Suppose you are researching in the database from the Metropolitan Museum of Art for Van Gogh’s painting Wheat Field with Cypresses. Now, if you would like to talk about the different paintings, it could become difficult and confusing which painting you want to talk about exactly, because you find:

  1. An entry titled Wheatfield with Cypresses, attributed to Vincent van Gogh, painted in 1889.

  2. Another entry titled Cypresses, also attributed to Vincent van Gogh, from 1889.

  3. Another entry titled Wheat Field, also by Vincent van Gogh from 1888.

  4. Yet another entry with the same title Wheat Field, but by Jean Jacques de Boissieu from 1772.

This highlights that names are often not unique. While additional details like year and artist usually clarify which object is meant, this is not always guaranteed. Humans can often resolve such ambiguities using context, but computers struggle with this.

Since a subject-predicate-object model does not have the context of a larger text, ambiguity can be resolved using IDs.
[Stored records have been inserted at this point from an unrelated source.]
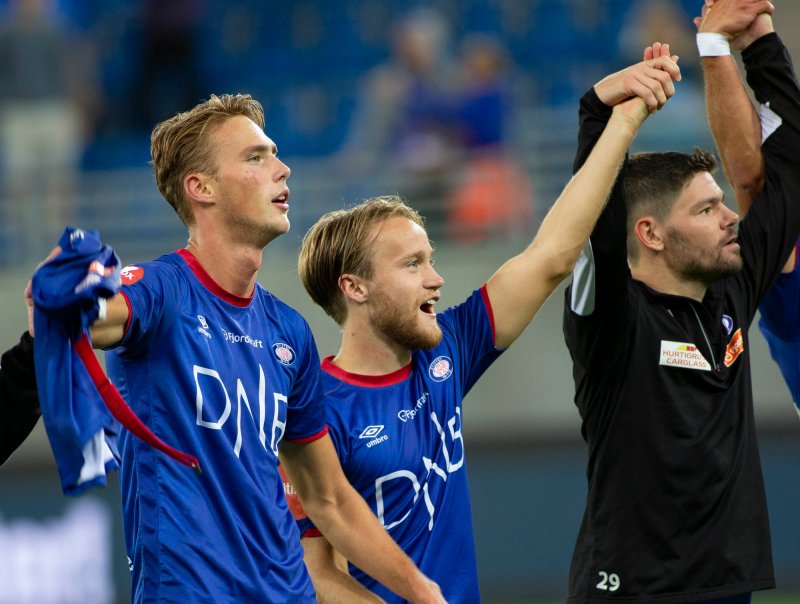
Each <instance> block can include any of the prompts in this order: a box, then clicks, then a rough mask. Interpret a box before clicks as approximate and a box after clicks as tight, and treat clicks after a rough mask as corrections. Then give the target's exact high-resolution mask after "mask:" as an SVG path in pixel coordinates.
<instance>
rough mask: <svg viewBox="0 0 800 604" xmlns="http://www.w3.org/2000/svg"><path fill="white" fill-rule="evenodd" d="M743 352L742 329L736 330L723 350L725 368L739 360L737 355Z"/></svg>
mask: <svg viewBox="0 0 800 604" xmlns="http://www.w3.org/2000/svg"><path fill="white" fill-rule="evenodd" d="M743 352H744V337H743V336H742V328H741V327H740V328H739V329H737V330H736V333H734V334H733V337H732V338H731V341H730V342H728V346H727V347H726V348H725V367H730V366H731V365H733V363H734V362H735V361H736V359H738V358H739V355H740V354H742V353H743Z"/></svg>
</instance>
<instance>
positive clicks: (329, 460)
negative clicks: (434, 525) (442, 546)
mask: <svg viewBox="0 0 800 604" xmlns="http://www.w3.org/2000/svg"><path fill="white" fill-rule="evenodd" d="M280 459H281V464H282V465H283V466H284V468H285V470H286V474H287V476H288V478H289V480H290V481H291V483H292V485H293V486H294V489H295V490H296V491H297V494H298V495H299V497H300V500H301V502H302V504H303V508H304V509H305V511H306V513H307V514H308V516H309V518H311V520H312V521H313V522H314V524H315V525H316V526H317V527H318V528H319V530H320V532H321V533H322V534H323V535H325V536H326V537H327V539H328V540H329V541H330V543H331V544H332V545H333V546H334V547H335V548H336V550H337V551H339V552H341V553H342V555H343V556H344V557H345V558H347V559H348V560H350V561H351V562H352V563H353V564H355V565H356V566H358V567H359V568H360V569H362V570H363V571H364V572H366V573H368V574H369V575H371V576H372V577H374V578H375V579H376V580H377V581H380V582H381V583H382V584H384V585H385V586H386V587H388V588H389V589H391V590H392V591H394V592H395V593H396V594H398V595H400V596H402V597H403V598H405V599H407V600H409V601H411V602H419V603H426V604H427V603H431V604H434V603H437V604H438V603H441V602H444V601H445V600H444V598H443V597H442V594H441V590H440V589H439V586H438V585H436V584H435V583H434V582H433V581H431V580H430V579H428V578H427V577H426V576H425V575H423V574H422V573H421V572H420V571H419V569H418V568H417V567H416V566H415V565H414V563H413V562H412V561H411V559H410V558H409V557H408V556H407V555H406V554H405V553H404V552H403V550H402V549H400V547H399V546H398V545H397V543H395V542H394V540H393V539H392V538H391V537H390V536H389V533H387V532H386V530H385V529H384V528H383V527H382V526H381V524H380V522H379V521H378V519H377V517H376V516H375V515H374V514H373V513H372V511H371V510H370V509H369V506H367V504H366V502H365V501H364V499H363V498H362V497H361V496H360V495H359V494H358V493H357V492H356V490H355V489H353V487H352V486H351V485H350V483H349V482H348V481H347V478H346V477H345V475H344V473H343V472H342V467H341V465H340V464H339V458H338V457H337V456H336V451H335V449H334V448H333V443H332V442H331V439H330V436H327V435H326V436H324V437H322V438H320V439H318V440H315V441H313V442H310V443H293V442H286V441H284V442H283V443H281V447H280ZM349 601H351V602H352V601H354V600H352V599H351V600H349ZM367 601H368V600H367Z"/></svg>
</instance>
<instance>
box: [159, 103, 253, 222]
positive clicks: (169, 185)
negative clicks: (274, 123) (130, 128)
mask: <svg viewBox="0 0 800 604" xmlns="http://www.w3.org/2000/svg"><path fill="white" fill-rule="evenodd" d="M236 115H243V116H244V117H247V118H250V119H251V120H253V121H254V122H255V123H256V124H258V125H259V127H260V128H262V129H263V128H264V109H263V108H262V107H261V103H259V102H258V101H256V100H255V99H254V98H253V97H251V96H250V95H249V94H223V95H221V96H217V95H215V94H212V95H211V97H210V98H209V99H208V100H207V101H204V102H202V103H200V104H199V105H196V106H195V107H194V108H192V109H190V110H189V111H184V112H183V113H178V114H177V115H175V116H173V117H171V118H170V119H168V120H165V121H163V122H161V123H159V124H157V125H156V127H155V128H153V133H152V134H151V136H150V156H151V158H152V164H153V171H154V172H155V177H156V185H157V186H158V190H159V191H161V194H162V195H163V196H164V198H165V199H166V200H167V201H168V202H169V205H171V206H172V207H173V209H174V210H175V212H176V213H177V214H178V217H179V218H180V219H181V220H182V221H183V223H184V224H186V225H190V224H192V223H193V222H194V216H193V215H192V210H191V207H190V205H189V201H188V200H187V199H186V196H185V194H184V191H183V179H184V178H185V177H186V175H187V174H189V173H191V172H203V173H206V174H212V175H213V174H215V173H216V170H217V166H215V165H214V161H213V149H212V147H211V144H210V142H209V141H210V135H211V133H212V132H214V130H215V129H216V128H217V127H218V126H219V125H220V124H222V123H223V122H224V121H225V120H227V119H228V118H230V117H233V116H236Z"/></svg>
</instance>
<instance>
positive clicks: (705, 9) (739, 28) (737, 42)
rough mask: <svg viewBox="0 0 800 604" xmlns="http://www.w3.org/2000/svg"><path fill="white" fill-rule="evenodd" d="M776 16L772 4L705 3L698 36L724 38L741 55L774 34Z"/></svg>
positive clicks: (754, 3) (744, 2) (697, 24)
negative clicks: (754, 41)
mask: <svg viewBox="0 0 800 604" xmlns="http://www.w3.org/2000/svg"><path fill="white" fill-rule="evenodd" d="M712 8H713V10H712ZM773 12H775V6H774V5H773V4H772V2H770V1H769V0H705V3H704V4H703V9H702V11H701V16H700V17H695V19H694V24H695V26H697V30H698V31H699V32H704V33H717V34H722V35H723V36H725V37H726V38H728V40H729V41H730V43H731V47H732V48H733V49H734V50H739V51H741V50H744V49H745V48H747V47H748V46H749V45H750V44H752V43H753V42H754V41H755V40H757V39H758V38H760V37H761V36H763V35H765V34H768V33H770V32H772V31H774V28H773V26H772V17H771V16H770V15H772V13H773Z"/></svg>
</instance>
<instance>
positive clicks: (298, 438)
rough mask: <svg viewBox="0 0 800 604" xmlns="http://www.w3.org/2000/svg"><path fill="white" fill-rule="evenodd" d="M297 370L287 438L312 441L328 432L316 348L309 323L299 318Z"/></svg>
mask: <svg viewBox="0 0 800 604" xmlns="http://www.w3.org/2000/svg"><path fill="white" fill-rule="evenodd" d="M298 318H299V323H298V330H297V331H298V333H299V338H298V340H297V343H298V347H299V350H298V351H297V352H298V357H299V358H298V370H297V373H296V376H295V379H294V382H293V384H292V389H291V391H290V393H289V401H288V410H287V414H286V434H285V435H284V438H286V439H287V440H290V441H293V442H310V441H313V440H316V439H318V438H321V437H322V436H324V435H325V434H326V433H327V431H328V430H327V424H326V423H325V403H324V399H323V396H322V384H321V380H320V372H321V369H320V362H319V353H318V352H317V345H316V343H315V341H314V336H313V335H312V333H311V329H310V328H309V326H308V324H307V323H306V322H305V320H303V319H302V318H300V317H299V315H298Z"/></svg>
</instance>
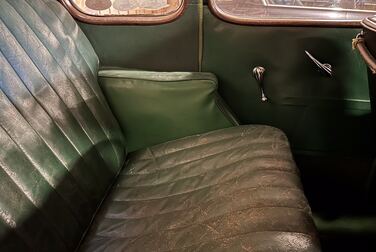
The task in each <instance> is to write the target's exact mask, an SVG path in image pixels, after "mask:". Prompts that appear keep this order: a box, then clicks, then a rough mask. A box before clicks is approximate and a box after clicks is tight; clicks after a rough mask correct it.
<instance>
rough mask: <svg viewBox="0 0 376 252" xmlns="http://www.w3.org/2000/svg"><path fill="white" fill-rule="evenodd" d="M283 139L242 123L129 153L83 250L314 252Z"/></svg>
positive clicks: (280, 132)
mask: <svg viewBox="0 0 376 252" xmlns="http://www.w3.org/2000/svg"><path fill="white" fill-rule="evenodd" d="M315 235H316V234H315V227H314V224H313V222H312V219H311V213H310V209H309V206H308V204H307V201H306V199H305V196H304V194H303V191H302V189H301V185H300V181H299V176H298V173H297V169H296V167H295V164H294V161H293V159H292V156H291V152H290V148H289V144H288V142H287V139H286V137H285V135H284V134H283V133H282V132H281V131H279V130H277V129H275V128H272V127H267V126H239V127H232V128H228V129H223V130H217V131H213V132H210V133H207V134H203V135H197V136H192V137H186V138H182V139H179V140H175V141H171V142H167V143H164V144H161V145H157V146H154V147H151V148H147V149H145V150H142V151H138V152H136V153H134V155H132V156H131V157H130V159H129V160H128V164H127V166H126V167H125V169H124V170H123V171H122V173H121V174H120V177H119V179H118V181H117V183H116V186H115V187H114V189H113V191H112V193H111V195H110V196H109V198H108V199H107V200H106V201H105V204H104V206H103V207H102V211H101V212H100V213H99V214H98V216H97V217H96V220H95V225H94V227H93V229H92V230H91V234H89V236H88V237H87V240H86V242H85V244H84V246H83V248H82V249H83V250H85V251H103V250H107V251H123V250H129V251H170V250H173V251H242V250H245V251H247V250H246V248H248V249H249V250H248V251H319V245H318V241H317V239H316V238H315Z"/></svg>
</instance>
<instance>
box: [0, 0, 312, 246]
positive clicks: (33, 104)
mask: <svg viewBox="0 0 376 252" xmlns="http://www.w3.org/2000/svg"><path fill="white" fill-rule="evenodd" d="M0 36H1V37H0V146H1V151H0V251H74V250H75V249H78V246H79V245H80V244H81V241H82V240H83V239H85V240H84V241H85V242H84V243H83V245H82V247H81V248H82V249H83V250H107V251H115V250H133V251H136V250H138V251H156V250H158V249H159V250H161V249H175V250H193V249H197V250H202V251H210V250H215V251H217V250H228V251H236V250H246V249H252V250H258V251H276V250H278V251H317V250H319V247H318V241H317V238H316V236H315V228H314V225H313V222H312V218H311V214H310V210H309V206H308V204H307V201H306V199H305V197H304V194H303V191H302V189H301V185H300V182H299V177H298V175H297V170H296V168H295V165H294V162H293V160H292V157H291V152H290V149H289V145H288V142H287V139H286V137H285V136H284V134H283V133H281V131H279V130H276V129H274V128H270V127H265V126H240V127H234V128H228V129H224V130H219V131H215V132H211V133H207V134H203V135H196V136H192V137H186V138H183V139H180V140H176V141H172V142H168V143H165V144H161V145H159V146H155V147H151V148H147V149H144V150H141V151H139V152H136V153H134V154H133V155H132V157H130V158H129V159H128V160H127V163H126V165H124V161H125V158H126V157H125V156H126V155H125V154H126V152H125V148H124V146H125V142H124V138H123V135H122V133H121V130H120V127H119V126H118V123H117V121H116V120H115V119H114V116H113V115H112V112H111V110H110V109H109V106H108V105H107V103H106V101H105V99H104V96H103V94H102V93H101V90H100V88H99V85H98V83H97V70H98V58H97V56H96V54H95V52H94V51H93V49H92V47H91V45H90V43H89V42H88V40H87V39H86V37H85V36H84V34H83V33H82V32H81V31H80V29H79V28H78V26H77V24H76V23H75V21H74V20H73V19H72V18H71V17H70V15H69V14H68V13H67V12H66V10H65V9H64V8H63V7H62V6H61V5H60V4H59V3H58V2H57V1H55V0H1V1H0ZM122 169H123V172H122V173H121V175H120V176H119V177H118V176H117V175H118V173H119V172H121V170H122ZM116 179H117V180H116ZM114 181H116V186H115V187H113V186H112V185H113V183H114ZM111 188H113V192H112V193H111V194H108V192H109V190H110V189H111ZM104 200H105V204H104V205H103V207H102V208H100V206H101V205H102V202H103V201H104ZM97 211H99V212H100V213H99V214H97ZM93 220H94V222H95V225H93V226H92V225H91V223H92V221H93ZM89 227H92V228H91V230H90V231H89V232H90V235H89V236H86V232H87V231H88V230H89ZM84 237H86V238H84Z"/></svg>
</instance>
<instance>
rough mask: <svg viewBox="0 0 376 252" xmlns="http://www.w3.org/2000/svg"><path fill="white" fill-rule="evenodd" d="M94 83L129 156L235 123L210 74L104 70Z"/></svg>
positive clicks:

Museums, for instance, assign unique IDs to paintings, ensuring that even those with identical names are distinguishable. This concept is adapted and expanded for LOD to work in an open, large-scale environment.

Now, with these IDs, it becomes possible to refer to one exact painting and be sure that everyone within the same context understands which artwork is meant. However, when we are only talking about an ID—a number—it is conceivable that in another context the same number might refer to a different object, meaning that the number alone is not free from ambiguity, so we need to find a way to resolve to that exact “context”.

To resolve this problem, we can use a URI, a Uniform Resource Identifier. By combining a unique ID with a well-defined namespace, a URI guarantees global uniqueness. The namespace acts like a contextual “container” that ensures the ID is interpreted in a specific environment, making it unambiguous no matter where or when it is used. Similarly, IRIs extend this principle by allowing a broader set of characters, accommodating diverse languages and scripts. Together, the use of namespaces and IDs ensures that every resource is uniquely identifiable at all times and in every context. The namespace is the “context” mentioned before.

Understanding IRIs


Applied to the painting Wheatfield with Cypresses, the Metropolitan Museum of Art does not provide a guaranteed way to reference this so-called resource unambiguously. While we can use the link to the museum’s website, there is no guarantee that this link will remain unchanged over time. If the URL were to change, our reference would no longer work.

To avoid this problem, certain providers offer ways to generate IRIs. One example we want to examine is Wikidata, the structured data repository behind Wikipedia. If we search for Wheatfield with Cypresses on Wikidata, we also find multiple entries. Looking at this entry, we can already see the associated ID in the page title. The link to the page _https://www.wikidata.org/wiki/Q26221215_ forms the IRI. The first part, _https://www.wikidata.org/wiki/_, is the namespace, which is predefined, while the second part, Q26221215, is the ID, which is uniquely referable within this namespace. The combination of both elements ensures that this object can be referenced unambiguously in different contexts. Like subjects, predicates need to get a IRI aswell, which describes what the predicate means exactly. Wikidata also provides some properties in their List of Properties. For example we can find an IRI for the property place of birth.

Conclusion


URIs and IRIs form the bedrock of Linked Open Data by ensuring that every digital resource, such as Van Gogh’s Wheatfield with Cypresses, has a unique, reliable address. By breaking down the structure of these identifiers and understanding the role of namespaces, we see how ambiguity is resolved. This system not only enhances clarity but also fosters global collaboration and deeper insights in research.

Key Points

Internationalized Resource Identifier

  • Used to prevent ambiguities
  • Needs to be defined and saved open in the Internet
  • Are neccesary for Objects and Predicates
  • Are created from a namespace in combination with an ID